Put cleaner in the toilet bowl and let it sit while you work on the outside of the toilet. Wipe down the whole outside of the toilet starting with the tank lid, then the tank and flush handle, then the lid (both sides), the seat (both sides), the rim, and the base of the toilet using whatever kind of cleaner you prefer and paper towels (so you don't transfer toilet germs to other parts of the bathroom). Make sure to pay special attention to any bits that are contoured and around the bolts that hold the toilet to the floor. If you can, remove the toilet seat and clean the bolts, bolt covers, and the part of the toilet where the bolts attach the seat to the toilet. Reattach the seat afterwards. Using a good toilet brush, scrub the inside of the toilet bowl well. Flush it twice. If there are rust marks or hard water deposits, you will need to turn off the water to the toilet and scoop out some water so you can really scrub those places with a scouring powder or CLR and a piece of green scrubby (wear gloves, of course!). Don't forget to turn the water back on and flush.
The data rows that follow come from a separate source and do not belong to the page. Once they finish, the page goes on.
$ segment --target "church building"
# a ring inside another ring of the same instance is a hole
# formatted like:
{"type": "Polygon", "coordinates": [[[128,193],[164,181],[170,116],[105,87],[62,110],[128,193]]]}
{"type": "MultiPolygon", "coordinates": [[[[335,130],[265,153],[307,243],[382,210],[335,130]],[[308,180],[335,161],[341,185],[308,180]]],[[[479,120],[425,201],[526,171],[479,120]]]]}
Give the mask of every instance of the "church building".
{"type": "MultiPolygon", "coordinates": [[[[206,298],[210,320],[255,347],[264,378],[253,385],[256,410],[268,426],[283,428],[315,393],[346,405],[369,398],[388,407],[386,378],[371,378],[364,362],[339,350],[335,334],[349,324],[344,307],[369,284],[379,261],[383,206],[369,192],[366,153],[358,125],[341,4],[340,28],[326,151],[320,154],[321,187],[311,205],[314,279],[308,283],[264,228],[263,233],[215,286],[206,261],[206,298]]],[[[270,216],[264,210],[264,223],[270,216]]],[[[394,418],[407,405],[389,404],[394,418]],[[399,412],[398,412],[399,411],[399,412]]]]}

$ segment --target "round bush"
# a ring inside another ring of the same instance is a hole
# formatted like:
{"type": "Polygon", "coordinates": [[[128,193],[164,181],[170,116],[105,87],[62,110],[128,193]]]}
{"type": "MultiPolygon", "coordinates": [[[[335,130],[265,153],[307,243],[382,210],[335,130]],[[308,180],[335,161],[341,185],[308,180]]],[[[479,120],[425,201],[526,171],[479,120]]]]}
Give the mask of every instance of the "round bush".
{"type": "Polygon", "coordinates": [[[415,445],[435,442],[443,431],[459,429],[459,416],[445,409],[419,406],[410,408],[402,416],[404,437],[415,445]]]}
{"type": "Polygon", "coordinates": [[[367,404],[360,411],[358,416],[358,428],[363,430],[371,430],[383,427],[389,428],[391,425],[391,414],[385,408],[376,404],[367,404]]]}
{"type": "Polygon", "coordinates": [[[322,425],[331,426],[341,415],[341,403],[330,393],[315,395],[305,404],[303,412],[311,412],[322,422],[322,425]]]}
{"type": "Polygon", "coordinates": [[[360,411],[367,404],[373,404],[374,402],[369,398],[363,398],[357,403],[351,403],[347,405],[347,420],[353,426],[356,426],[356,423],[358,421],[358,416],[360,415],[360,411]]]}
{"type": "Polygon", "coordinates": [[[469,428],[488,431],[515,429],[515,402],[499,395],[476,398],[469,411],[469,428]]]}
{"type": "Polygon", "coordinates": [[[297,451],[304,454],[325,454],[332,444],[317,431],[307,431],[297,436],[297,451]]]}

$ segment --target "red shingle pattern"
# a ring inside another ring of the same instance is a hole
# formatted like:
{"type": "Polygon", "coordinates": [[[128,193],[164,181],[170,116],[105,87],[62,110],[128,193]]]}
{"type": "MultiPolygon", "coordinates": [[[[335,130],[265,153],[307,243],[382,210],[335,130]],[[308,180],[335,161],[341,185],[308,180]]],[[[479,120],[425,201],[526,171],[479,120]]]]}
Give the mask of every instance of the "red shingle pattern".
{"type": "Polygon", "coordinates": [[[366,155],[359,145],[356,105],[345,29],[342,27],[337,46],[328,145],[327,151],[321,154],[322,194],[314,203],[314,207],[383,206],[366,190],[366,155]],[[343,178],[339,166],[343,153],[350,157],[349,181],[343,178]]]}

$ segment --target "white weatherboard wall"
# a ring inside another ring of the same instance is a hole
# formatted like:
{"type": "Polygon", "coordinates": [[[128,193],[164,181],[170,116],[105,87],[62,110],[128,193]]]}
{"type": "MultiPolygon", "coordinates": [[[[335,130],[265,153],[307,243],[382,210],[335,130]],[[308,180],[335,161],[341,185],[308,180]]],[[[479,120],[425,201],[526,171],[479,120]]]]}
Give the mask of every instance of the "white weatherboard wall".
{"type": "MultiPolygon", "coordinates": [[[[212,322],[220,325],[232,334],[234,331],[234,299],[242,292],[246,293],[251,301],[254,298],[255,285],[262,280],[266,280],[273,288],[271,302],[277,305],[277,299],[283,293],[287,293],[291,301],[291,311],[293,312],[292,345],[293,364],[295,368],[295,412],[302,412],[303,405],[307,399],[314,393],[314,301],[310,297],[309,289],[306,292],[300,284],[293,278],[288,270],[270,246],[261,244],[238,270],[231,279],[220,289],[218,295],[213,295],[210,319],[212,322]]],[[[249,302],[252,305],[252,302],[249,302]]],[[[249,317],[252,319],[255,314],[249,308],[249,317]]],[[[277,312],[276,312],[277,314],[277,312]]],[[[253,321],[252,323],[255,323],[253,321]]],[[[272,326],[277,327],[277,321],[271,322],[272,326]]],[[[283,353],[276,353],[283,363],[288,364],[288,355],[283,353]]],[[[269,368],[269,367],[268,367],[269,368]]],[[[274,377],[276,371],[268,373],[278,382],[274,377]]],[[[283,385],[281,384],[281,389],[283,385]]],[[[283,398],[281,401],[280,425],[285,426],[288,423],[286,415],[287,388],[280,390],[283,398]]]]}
Spray the tub surround again and using either a non-scratching scrubby sponge (if plastic or fiberglass surround) or a stiff bristled brush or green scrubbie, scrub the tub and surround really well, working from top to bottom. Don't forget to pull the drain cover and clean it well, too, if possible. And pull out any hair you can from the drain.
Clean the sink and counters using whatever cleaner you prefer (I like Comet) and a good sponge. Rinse well and dry with a clean rag or microfiber towel.
Clean the mirror and frame really well. Once clean, use a dab of shaving cream and smear it over the mirror, then buff it off with a soft dry cloth. This will help prevent the mirror fogging up when you shower.
Vacuum the bathroom floor (yes, really). If you have a tile floor and the grout is yucky, clean it using a bleach solution like mentioned for the tub grout and a stiff bristled brush. Rinse it all really well. Next (whether you have grout you dealt with or not), clean the floor using two cloths (one wet, one dry) and a bucket of warm water with a splash of your favorite all purpose cleaner in it. Wipe it really well with the wet cloth that you rinse out regularly in the cleaner solution. Dry it with the dry cloth. You might need more than two cloths if you have a large bathroom.
Finally, put everything back that you want to replace in the bathroom - including the light fixture covers and shower curtain.
Your bathroom is now truly deep cleaned. (And you probably need a nap!)